TOKYO (Reuters) - Buoyant sales of cars and electronics led Japan’s exports to a 14th straight month of growth in January but manufacturers’ business confidence slid - highlighting fears of the rising yen disrupting an export-led recovery.
The trade data came on the heels of the Reuters Tankan survey that found Japanese manufacturers’ confidence deteriorated sharply in February, pointing to global stock market turmoil and the yen undermining business sentiment.
Such variable indicators underscore the challenge facing the Bank of Japan’s leadership trio – reappointed Governor Haruhiko Kuroda and two new deputies – as they work to stimulate the economy out of decades of stagnation.
The low mood of manufacturers in the Tankan survey was at odds with Ministry of Finance (MOF) data out on Monday showing that exports grew 12.2 percent year-on-year in January, topping the prior month’s 9.3 percent gain and economists’ estimate of a 10.3 percent increase.
Monday’s news also followed gross domestic product data out last week showing Japan recorded its eighth straight quarter of economic expansion over October-December.
A strong currency eats into Japanese manufacturers’ profits and could disrupt the virtuous cycle of business investment, consumer spending and growth that authorities have struggled to set in motion.
“Our consolidated profits have deteriorated because of a strong yen,” a manager of a transport equipment maker wrote in the survey.
Economists believe global demand should continue to drive Japanese exports and broader economy in the coming months, even though the rising yen clouds the outlook.
The dollar was down 0.4 percent to 105.545 on Friday, its lowest in 15 months.
Sustained yen appreciation of 5 percent would lower GDP-based real exports by 0.2 percent in the first year, 1.1 percent in the second and 1.2 percent in the third year, which may not be fatal but could not be ignored, said Yoshimasa Maruyama, chief economist at SMBC Nikko Securities.
“We don’t forecast exports to sputter but need to bear in mind the risk that a strong yen may curb their driving force.”
The Reuters Tankan sentiment index for manufacturers stood at 29 in February, down from the previous month’s 11-year high of 35, the survey conducted Jan. 31 to Feb. 14 found. The monthly poll closely tracks the Bank of Japan’s key quarterly tankan.
Monday’s trade data showed exports to China, Japan’s biggest trading partner, jumped 30.8 percent year-on-year in January, due in part to an export surge before the Lunar New Year that happened later than last year. The gain was led by semiconductor production equipment, car engines and hybrid cars.

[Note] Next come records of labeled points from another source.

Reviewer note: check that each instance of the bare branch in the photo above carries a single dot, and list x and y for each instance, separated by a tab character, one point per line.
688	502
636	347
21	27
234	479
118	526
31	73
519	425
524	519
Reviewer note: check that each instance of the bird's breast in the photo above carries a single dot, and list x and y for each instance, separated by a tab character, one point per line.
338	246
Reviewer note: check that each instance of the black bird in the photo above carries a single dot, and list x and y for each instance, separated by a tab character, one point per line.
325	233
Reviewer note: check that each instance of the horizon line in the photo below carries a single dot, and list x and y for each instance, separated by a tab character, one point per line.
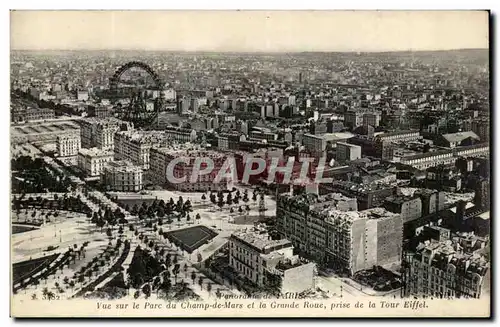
252	51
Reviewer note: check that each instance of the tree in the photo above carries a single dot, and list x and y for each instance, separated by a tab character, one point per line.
160	212
180	204
135	210
101	223
220	203
176	270
95	218
187	206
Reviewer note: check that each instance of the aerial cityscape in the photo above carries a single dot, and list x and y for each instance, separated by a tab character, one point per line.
222	175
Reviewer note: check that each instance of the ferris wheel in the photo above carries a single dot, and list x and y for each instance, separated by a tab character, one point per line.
137	93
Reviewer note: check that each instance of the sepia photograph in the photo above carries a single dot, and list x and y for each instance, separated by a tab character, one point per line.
251	163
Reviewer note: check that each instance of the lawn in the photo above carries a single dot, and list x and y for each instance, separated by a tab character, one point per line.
16	229
26	269
189	239
131	201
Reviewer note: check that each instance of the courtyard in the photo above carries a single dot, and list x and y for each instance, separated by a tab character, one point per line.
190	239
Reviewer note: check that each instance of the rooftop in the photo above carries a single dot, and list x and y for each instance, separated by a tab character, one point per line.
459	137
261	241
95	152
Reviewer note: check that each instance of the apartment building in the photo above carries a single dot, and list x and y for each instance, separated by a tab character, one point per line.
68	145
92	161
181	135
261	260
347	240
161	157
135	146
409	207
347	152
122	176
368	196
105	133
440	269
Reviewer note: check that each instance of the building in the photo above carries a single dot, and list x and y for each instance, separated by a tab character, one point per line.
68	145
42	133
454	140
122	176
270	264
360	240
181	135
229	141
82	95
482	128
92	161
432	201
99	111
135	146
99	133
27	114
347	152
161	157
368	196
105	134
401	136
442	270
445	157
264	135
353	119
372	119
408	207
347	240
429	159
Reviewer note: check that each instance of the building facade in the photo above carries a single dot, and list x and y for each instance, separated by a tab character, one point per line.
68	145
92	161
439	270
261	260
122	176
347	152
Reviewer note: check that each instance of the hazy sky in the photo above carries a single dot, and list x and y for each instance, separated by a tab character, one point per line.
250	30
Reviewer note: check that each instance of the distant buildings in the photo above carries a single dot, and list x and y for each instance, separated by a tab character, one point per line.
368	196
122	176
42	133
444	157
68	145
454	140
270	264
333	234
181	135
99	111
27	114
135	146
161	157
92	161
347	152
443	270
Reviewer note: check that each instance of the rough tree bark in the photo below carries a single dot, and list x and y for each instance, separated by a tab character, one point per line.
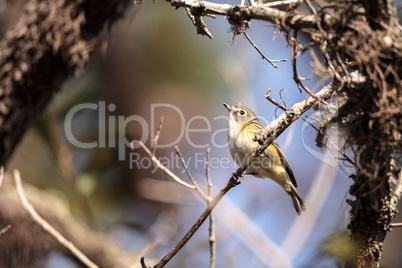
351	35
51	40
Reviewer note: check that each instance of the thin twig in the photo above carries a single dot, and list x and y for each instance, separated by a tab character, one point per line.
46	226
5	229
232	182
199	24
197	188
156	138
160	166
1	175
310	6
296	76
212	239
277	104
262	54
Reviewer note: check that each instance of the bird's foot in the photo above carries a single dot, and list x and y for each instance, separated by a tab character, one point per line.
237	178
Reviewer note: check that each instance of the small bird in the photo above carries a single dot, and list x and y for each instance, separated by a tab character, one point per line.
272	163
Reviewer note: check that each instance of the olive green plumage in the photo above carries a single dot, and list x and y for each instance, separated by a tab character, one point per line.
243	123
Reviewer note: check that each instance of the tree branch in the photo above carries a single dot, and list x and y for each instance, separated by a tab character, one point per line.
40	53
246	13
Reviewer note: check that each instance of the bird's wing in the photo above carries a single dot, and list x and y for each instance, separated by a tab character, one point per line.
286	163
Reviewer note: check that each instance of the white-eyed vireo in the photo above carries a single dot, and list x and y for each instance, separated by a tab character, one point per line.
243	123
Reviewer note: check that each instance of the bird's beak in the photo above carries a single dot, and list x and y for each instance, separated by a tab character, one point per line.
227	106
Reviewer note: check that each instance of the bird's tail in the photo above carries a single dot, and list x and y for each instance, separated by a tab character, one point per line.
297	201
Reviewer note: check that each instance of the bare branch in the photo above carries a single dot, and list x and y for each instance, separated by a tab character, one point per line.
5	229
197	188
46	226
1	175
281	3
257	12
199	23
232	182
310	6
262	54
212	240
156	138
277	104
162	167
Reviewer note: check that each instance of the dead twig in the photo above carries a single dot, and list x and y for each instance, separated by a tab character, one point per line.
5	229
199	24
46	226
156	138
262	54
196	187
212	240
1	175
274	102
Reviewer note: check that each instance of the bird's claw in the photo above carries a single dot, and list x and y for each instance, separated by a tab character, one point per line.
237	177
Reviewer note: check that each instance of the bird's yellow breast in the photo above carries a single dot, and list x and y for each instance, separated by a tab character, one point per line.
241	146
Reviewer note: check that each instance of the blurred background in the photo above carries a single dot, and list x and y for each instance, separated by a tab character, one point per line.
147	64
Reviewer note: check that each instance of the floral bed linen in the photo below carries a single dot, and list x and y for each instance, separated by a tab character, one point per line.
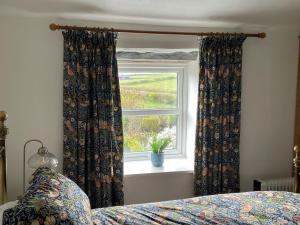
240	208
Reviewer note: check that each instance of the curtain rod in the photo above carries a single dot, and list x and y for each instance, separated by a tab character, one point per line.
54	27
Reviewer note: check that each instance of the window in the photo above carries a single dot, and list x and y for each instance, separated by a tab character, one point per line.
152	104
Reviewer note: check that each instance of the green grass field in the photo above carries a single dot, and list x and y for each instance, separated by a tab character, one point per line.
149	91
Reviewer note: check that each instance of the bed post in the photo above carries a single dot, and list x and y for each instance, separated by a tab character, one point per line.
3	133
297	169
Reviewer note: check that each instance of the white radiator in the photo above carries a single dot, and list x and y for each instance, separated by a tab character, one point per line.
280	184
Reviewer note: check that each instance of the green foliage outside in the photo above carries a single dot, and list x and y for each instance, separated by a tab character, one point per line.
147	92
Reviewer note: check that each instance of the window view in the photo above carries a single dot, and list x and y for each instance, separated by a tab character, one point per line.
150	109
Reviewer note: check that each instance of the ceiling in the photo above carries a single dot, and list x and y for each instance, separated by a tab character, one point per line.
202	13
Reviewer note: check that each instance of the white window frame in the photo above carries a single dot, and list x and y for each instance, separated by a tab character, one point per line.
181	110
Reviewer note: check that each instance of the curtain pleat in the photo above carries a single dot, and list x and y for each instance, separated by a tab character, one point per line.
218	116
93	136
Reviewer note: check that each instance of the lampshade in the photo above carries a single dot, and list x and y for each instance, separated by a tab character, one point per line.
42	158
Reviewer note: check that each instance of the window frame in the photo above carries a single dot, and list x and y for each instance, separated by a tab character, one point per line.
181	110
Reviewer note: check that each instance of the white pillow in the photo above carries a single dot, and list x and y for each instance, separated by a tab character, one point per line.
6	206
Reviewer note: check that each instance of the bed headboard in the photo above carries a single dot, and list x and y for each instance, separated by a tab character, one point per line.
296	162
3	133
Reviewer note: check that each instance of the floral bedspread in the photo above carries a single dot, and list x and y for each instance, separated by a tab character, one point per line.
241	208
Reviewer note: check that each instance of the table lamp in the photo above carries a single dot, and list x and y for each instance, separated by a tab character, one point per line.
42	158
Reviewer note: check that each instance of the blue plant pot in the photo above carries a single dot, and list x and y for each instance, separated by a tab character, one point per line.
157	159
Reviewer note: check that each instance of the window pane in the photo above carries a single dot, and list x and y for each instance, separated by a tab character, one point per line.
139	130
148	91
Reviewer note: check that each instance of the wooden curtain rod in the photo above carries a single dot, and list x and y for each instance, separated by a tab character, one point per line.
54	27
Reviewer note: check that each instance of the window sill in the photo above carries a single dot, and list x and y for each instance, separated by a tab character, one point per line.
170	166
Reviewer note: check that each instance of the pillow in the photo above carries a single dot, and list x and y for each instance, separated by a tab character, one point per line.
51	199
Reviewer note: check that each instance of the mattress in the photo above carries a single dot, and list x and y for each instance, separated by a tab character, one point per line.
240	208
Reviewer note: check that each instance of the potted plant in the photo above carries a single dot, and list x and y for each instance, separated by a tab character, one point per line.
158	146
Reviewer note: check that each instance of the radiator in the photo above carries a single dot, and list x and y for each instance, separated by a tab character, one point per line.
280	184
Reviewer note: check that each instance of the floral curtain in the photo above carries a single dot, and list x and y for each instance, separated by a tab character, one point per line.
218	117
93	136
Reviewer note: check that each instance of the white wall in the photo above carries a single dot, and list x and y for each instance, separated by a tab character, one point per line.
31	92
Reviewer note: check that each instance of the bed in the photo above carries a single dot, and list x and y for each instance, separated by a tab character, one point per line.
240	208
53	199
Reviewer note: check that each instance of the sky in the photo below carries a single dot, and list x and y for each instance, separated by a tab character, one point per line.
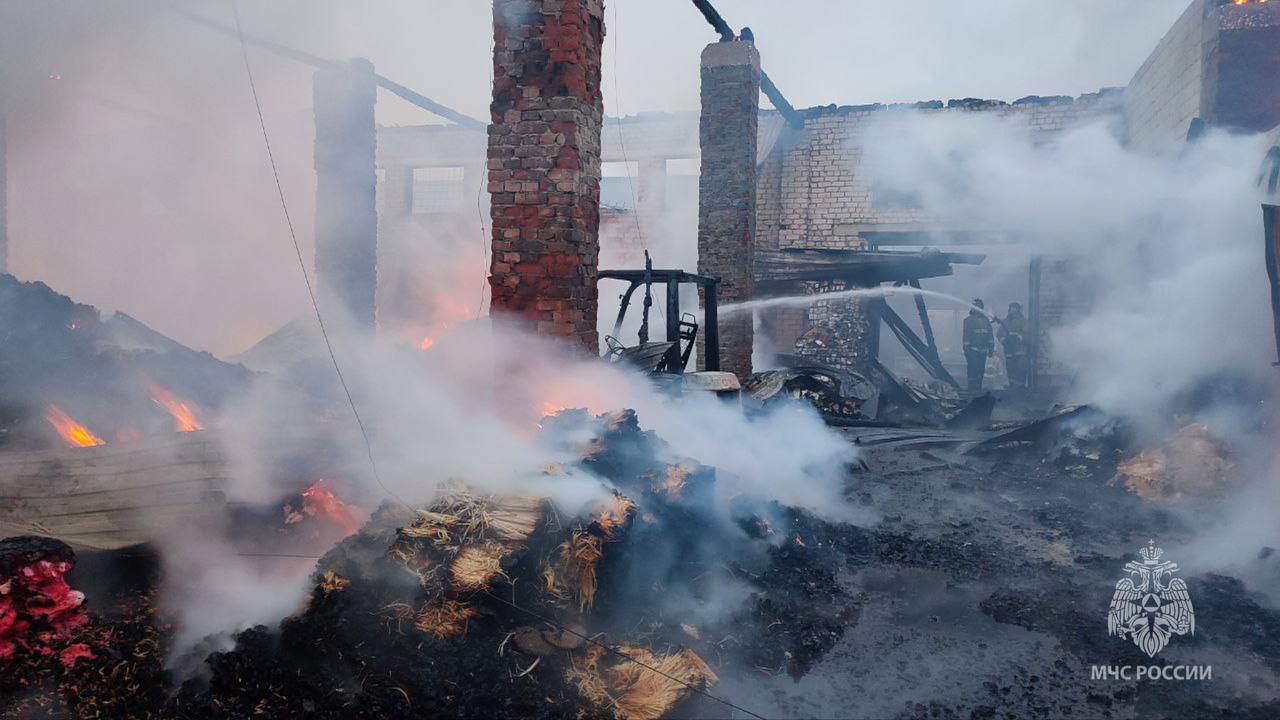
138	180
818	51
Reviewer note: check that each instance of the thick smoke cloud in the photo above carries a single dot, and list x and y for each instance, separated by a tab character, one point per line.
133	146
1171	245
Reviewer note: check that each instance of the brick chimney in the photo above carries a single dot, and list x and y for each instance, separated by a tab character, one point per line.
726	195
4	199
346	191
544	165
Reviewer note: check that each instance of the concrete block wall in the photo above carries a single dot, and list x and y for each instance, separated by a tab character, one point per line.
1168	91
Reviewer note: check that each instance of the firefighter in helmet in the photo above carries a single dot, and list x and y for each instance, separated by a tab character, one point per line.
978	343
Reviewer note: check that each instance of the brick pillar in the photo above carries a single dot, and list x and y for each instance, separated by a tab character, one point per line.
726	210
544	165
346	190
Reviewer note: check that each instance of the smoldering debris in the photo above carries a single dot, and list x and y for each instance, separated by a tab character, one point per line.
508	606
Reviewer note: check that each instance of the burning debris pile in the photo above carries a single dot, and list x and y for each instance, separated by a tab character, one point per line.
1193	463
37	607
71	377
507	605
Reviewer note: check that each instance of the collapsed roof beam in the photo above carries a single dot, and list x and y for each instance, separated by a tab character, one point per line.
315	60
767	86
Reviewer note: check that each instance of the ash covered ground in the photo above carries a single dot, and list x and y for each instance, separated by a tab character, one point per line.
981	591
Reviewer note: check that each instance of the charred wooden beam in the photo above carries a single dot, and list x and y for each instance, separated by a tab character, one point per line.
114	495
927	358
318	62
767	85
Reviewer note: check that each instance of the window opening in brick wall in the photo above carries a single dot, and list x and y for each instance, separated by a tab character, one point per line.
439	190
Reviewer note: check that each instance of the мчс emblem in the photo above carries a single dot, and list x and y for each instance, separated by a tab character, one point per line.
1150	606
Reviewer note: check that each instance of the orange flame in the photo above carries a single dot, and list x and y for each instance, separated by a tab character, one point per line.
448	311
74	433
319	500
183	414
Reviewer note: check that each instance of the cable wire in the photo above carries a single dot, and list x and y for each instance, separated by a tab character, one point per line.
618	652
302	264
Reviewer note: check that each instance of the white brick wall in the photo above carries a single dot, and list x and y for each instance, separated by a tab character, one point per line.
813	192
1166	92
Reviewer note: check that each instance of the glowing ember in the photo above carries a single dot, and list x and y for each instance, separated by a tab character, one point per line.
449	311
183	414
74	433
320	501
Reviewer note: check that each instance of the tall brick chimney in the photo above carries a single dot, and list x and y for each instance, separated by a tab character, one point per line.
544	165
726	194
346	190
4	197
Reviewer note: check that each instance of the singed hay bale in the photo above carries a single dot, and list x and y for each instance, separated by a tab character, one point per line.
332	582
444	619
613	515
572	570
632	687
1192	463
462	518
672	482
469	533
476	565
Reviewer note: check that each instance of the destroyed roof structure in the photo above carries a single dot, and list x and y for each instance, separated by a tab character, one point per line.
453	487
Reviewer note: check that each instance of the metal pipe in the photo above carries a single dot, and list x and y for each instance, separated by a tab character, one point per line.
767	86
711	326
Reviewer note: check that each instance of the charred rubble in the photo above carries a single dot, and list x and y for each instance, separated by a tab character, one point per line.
501	606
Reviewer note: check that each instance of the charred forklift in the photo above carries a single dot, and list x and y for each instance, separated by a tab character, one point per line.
667	360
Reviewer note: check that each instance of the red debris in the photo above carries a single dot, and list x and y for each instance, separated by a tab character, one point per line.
74	652
37	606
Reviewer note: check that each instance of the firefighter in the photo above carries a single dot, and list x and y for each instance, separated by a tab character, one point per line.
1013	338
978	343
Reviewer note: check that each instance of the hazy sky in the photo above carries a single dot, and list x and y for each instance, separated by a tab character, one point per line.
138	181
818	51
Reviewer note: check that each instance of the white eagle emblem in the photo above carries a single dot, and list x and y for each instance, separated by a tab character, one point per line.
1150	606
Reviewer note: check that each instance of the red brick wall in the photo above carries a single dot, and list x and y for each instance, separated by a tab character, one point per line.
544	164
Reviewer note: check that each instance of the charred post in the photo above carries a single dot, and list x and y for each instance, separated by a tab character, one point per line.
726	210
346	190
544	165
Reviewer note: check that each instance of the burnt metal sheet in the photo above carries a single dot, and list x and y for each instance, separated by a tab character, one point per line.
782	269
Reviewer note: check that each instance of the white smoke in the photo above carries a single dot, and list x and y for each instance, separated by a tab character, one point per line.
1171	246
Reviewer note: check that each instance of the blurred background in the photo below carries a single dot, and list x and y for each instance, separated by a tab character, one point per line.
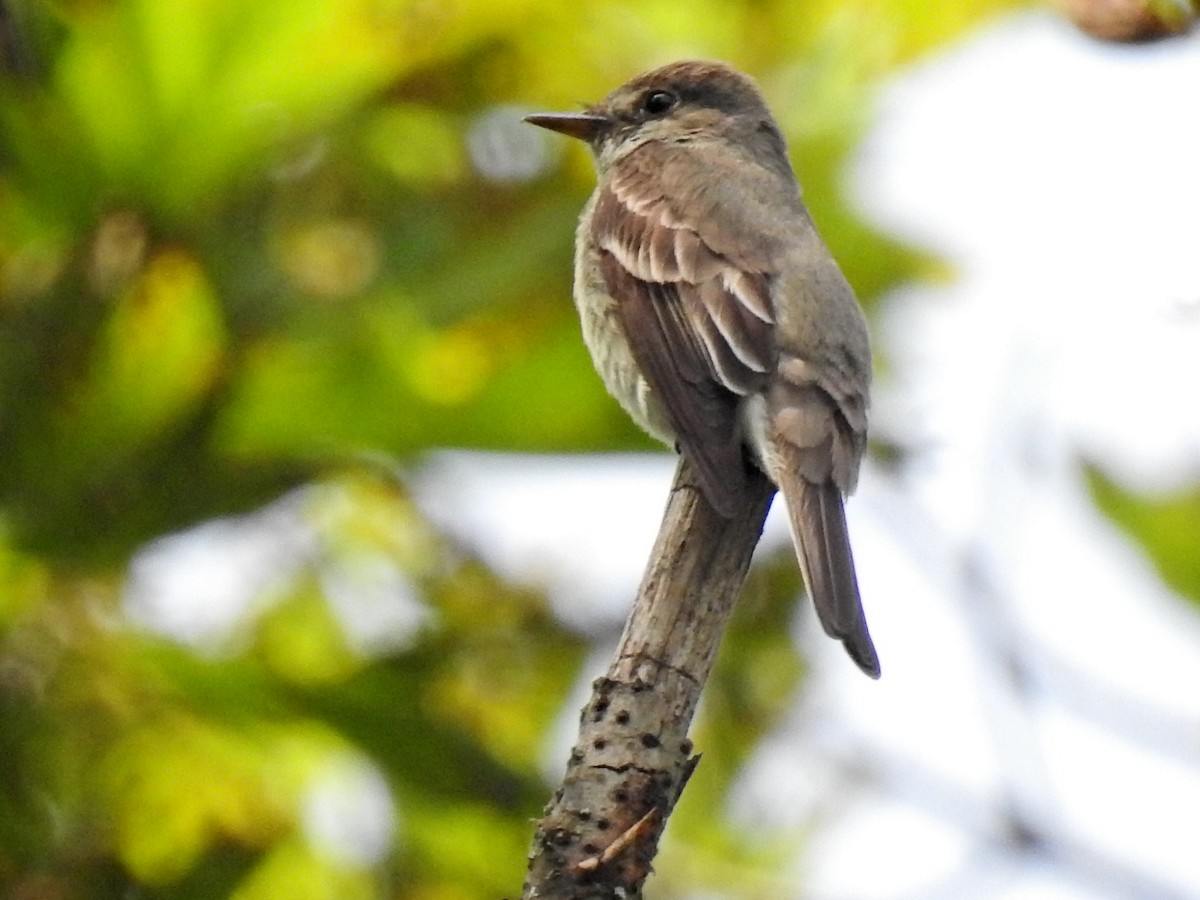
316	522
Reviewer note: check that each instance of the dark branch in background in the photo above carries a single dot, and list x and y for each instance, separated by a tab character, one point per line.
16	54
633	757
1131	21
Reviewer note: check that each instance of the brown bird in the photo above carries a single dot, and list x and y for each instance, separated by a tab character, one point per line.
715	315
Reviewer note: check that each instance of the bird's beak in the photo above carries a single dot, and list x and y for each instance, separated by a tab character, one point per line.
576	125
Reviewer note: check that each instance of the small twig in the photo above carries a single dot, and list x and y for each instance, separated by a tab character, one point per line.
623	843
633	757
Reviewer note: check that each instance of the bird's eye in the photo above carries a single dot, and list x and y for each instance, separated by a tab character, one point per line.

Shipments to Asia as a whole, which account for more than half of Japan’s exports, grew 16.0 percent in the year to January.
U.S.-bound shipments rose 1.2 percent in the year to January, led by steel, batteries and medicines, while car shipments declined 3.9 percent. The small rise in U.S.-bound exports followed a 3.0 percent gain in the previous month.
Japan’s trade surplus with the United States fell an annual 12.3 percent in January to 349.6 billion yen, a second declining month.
The overall trade balance swung to a deficit of 943.4 billion yen ($8.87 billion), the first trade deficit in eight months.
“Net exports may return to growth this quarter,” said Marcel Thieliant, senior Japan economist at Capital Economics.
“Looking ahead, the export climate index climbed to a fresh high last month and suggests that external demand remains healthy. We’ve pencilled in a 4.5 percent rise in export volumes this year.”